Wenzel, C, Mader, RM, Steger, GG, Pluschnig, U, Kornek, GV, Scheithauer, W, Locker, GJ
Anti-cancer drugs. 2003;(2):119-23
Abstract
Capecitabine is a novel fluoropyrimidine carbamate which is selectively activated after oral administration to 5-fluorouracil (5-FU) by a sequential triple enzyme pathway in liver and tumor cells. The cytotoxic activity of the metabolized 5-FU depends on thymidylate synthase (TS) inhibition, leading to defective DNA synthesis. Capecitabine has shown promising activity in all tumor types sensitive to 5-FU and is therefore investigated in many clinical trials. Since we observed an increase of mean corpuscular volume (MCV) of red blood cells under therapy with capecitabine, the current investigation aimed to quantitate this effect and to elucidate the underlying mechanisms. A total of 154 patients suffering from advanced cancer received capecitabine (2500 mg/m2/day for 14 days every 21 days) either as monotherapy, or in combination with other antineoplastic agents or biological response modifiers. During 3 consecutive cycles of therapy a complete blood cell count including the red cell indices MCV, mean corpuscular hemoglobin and mean corpuscular hemoglobin concentration was performed before each application of capecitabine. In addition, vitamin B12, folic acid and homocysteine were determined to define their role in increasing MCV. Restaging was performed after 9 weeks.
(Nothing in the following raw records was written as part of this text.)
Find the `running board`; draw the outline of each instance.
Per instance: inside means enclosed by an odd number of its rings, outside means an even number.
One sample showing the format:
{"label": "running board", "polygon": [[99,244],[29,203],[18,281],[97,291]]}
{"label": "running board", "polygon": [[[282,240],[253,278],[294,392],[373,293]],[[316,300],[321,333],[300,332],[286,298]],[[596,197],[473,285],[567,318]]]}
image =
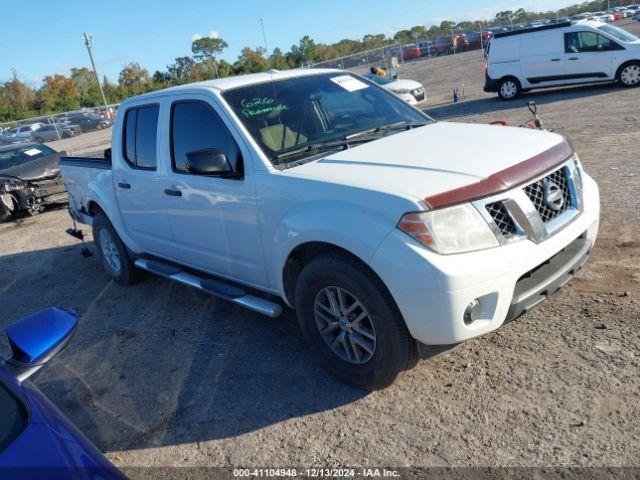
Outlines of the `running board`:
{"label": "running board", "polygon": [[248,294],[240,287],[229,285],[213,278],[204,278],[192,273],[187,273],[180,267],[168,263],[138,258],[135,261],[135,265],[142,270],[155,273],[170,280],[175,280],[189,287],[197,288],[198,290],[241,305],[254,312],[262,313],[268,317],[277,317],[282,313],[282,306],[277,303]]}

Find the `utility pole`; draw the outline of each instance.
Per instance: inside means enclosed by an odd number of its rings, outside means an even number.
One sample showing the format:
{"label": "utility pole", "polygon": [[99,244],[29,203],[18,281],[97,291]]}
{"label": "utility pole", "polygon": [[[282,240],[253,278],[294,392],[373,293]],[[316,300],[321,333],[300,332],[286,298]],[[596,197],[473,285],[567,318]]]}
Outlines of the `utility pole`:
{"label": "utility pole", "polygon": [[87,52],[89,52],[89,59],[91,60],[93,73],[96,76],[96,82],[98,82],[98,88],[100,89],[100,95],[102,96],[102,103],[104,104],[104,110],[105,110],[105,113],[108,114],[109,112],[107,111],[107,99],[104,96],[104,90],[102,90],[102,84],[100,83],[98,70],[96,70],[96,63],[93,61],[93,53],[91,52],[91,48],[93,47],[93,45],[91,44],[91,41],[93,40],[93,38],[91,37],[91,35],[87,35],[86,32],[83,34],[83,38],[84,38],[84,44],[87,47]]}

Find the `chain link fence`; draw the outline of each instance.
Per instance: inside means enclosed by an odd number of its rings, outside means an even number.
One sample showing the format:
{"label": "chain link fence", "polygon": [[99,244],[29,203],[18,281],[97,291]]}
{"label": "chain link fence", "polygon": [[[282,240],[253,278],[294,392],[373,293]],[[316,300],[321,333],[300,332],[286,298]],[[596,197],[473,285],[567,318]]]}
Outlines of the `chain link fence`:
{"label": "chain link fence", "polygon": [[49,143],[111,127],[119,104],[0,123],[0,145]]}
{"label": "chain link fence", "polygon": [[303,68],[338,68],[347,70],[357,67],[370,67],[372,65],[384,65],[393,56],[398,56],[402,61],[400,54],[402,45],[399,43],[388,45],[385,47],[374,48],[364,52],[346,55],[340,58],[334,58],[324,62],[309,62],[303,65]]}

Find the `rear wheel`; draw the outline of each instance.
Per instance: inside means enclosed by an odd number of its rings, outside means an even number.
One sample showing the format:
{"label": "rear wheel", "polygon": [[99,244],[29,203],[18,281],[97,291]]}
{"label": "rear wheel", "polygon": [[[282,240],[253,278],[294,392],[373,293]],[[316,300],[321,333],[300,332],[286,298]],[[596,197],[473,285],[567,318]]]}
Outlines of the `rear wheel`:
{"label": "rear wheel", "polygon": [[93,241],[98,247],[98,256],[104,269],[113,280],[121,285],[129,285],[138,279],[139,270],[133,264],[113,225],[102,212],[93,218]]}
{"label": "rear wheel", "polygon": [[415,365],[415,340],[386,288],[346,256],[309,262],[296,282],[295,307],[322,365],[351,385],[385,388]]}
{"label": "rear wheel", "polygon": [[513,100],[522,92],[520,82],[513,77],[507,77],[500,80],[498,84],[498,96],[502,100]]}
{"label": "rear wheel", "polygon": [[618,80],[628,88],[640,86],[640,62],[624,65],[618,73]]}

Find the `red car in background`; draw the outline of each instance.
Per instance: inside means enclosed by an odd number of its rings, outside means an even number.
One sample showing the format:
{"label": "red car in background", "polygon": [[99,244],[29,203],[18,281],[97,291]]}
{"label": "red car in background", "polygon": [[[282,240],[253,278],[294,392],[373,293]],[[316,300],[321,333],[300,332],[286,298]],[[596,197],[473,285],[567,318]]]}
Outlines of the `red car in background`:
{"label": "red car in background", "polygon": [[417,45],[405,45],[402,47],[402,60],[415,60],[420,58],[421,52]]}
{"label": "red car in background", "polygon": [[622,12],[613,12],[613,21],[617,22],[618,20],[624,19],[624,14]]}

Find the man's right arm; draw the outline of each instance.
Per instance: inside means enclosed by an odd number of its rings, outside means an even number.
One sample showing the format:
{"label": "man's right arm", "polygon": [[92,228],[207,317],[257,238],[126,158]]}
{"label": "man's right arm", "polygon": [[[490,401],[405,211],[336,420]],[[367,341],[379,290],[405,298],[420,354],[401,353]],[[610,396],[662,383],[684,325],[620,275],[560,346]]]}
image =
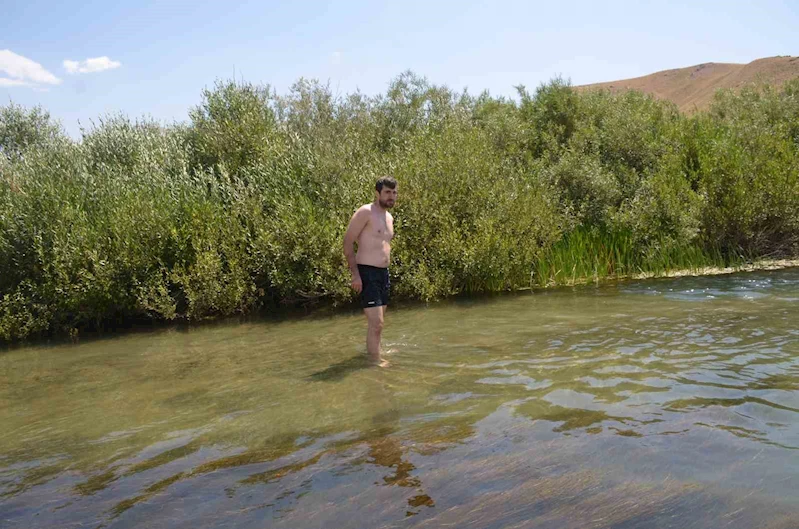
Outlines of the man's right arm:
{"label": "man's right arm", "polygon": [[344,234],[344,255],[347,256],[347,265],[352,273],[352,288],[360,292],[362,288],[361,274],[358,273],[358,263],[355,261],[355,241],[369,221],[369,210],[361,208],[350,219],[347,233]]}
Within 9 weeks, a statistically significant increase of MCV (without other hematologic abnormalities or clinical symptoms) could be observed (p<0.0001). Vitamin B12, folic acid and homocysteine levels did not change significantly during the observation period. When comparing the different increases of MCV during 9 weeks (deltaMCV) with respect to tumor response, deltaMCV tended to higher values in patients with tumor remission or stable disease than in patients with tumor progression. We conclude that serum levels within the normal range rule out severe deficiencies of vitamin B12, folic acid or homocysteine as an account of macrocytemia. We therefore hypothesize that an increased MCV (without concomitant anemia) in patients receiving capecitabine might be due to the 5-FU-induced TS inhibition also in erythroid precursor cells. Whether this increase in MCV might serve as a surrogate marker for tumor response has to be evaluated in further investigations.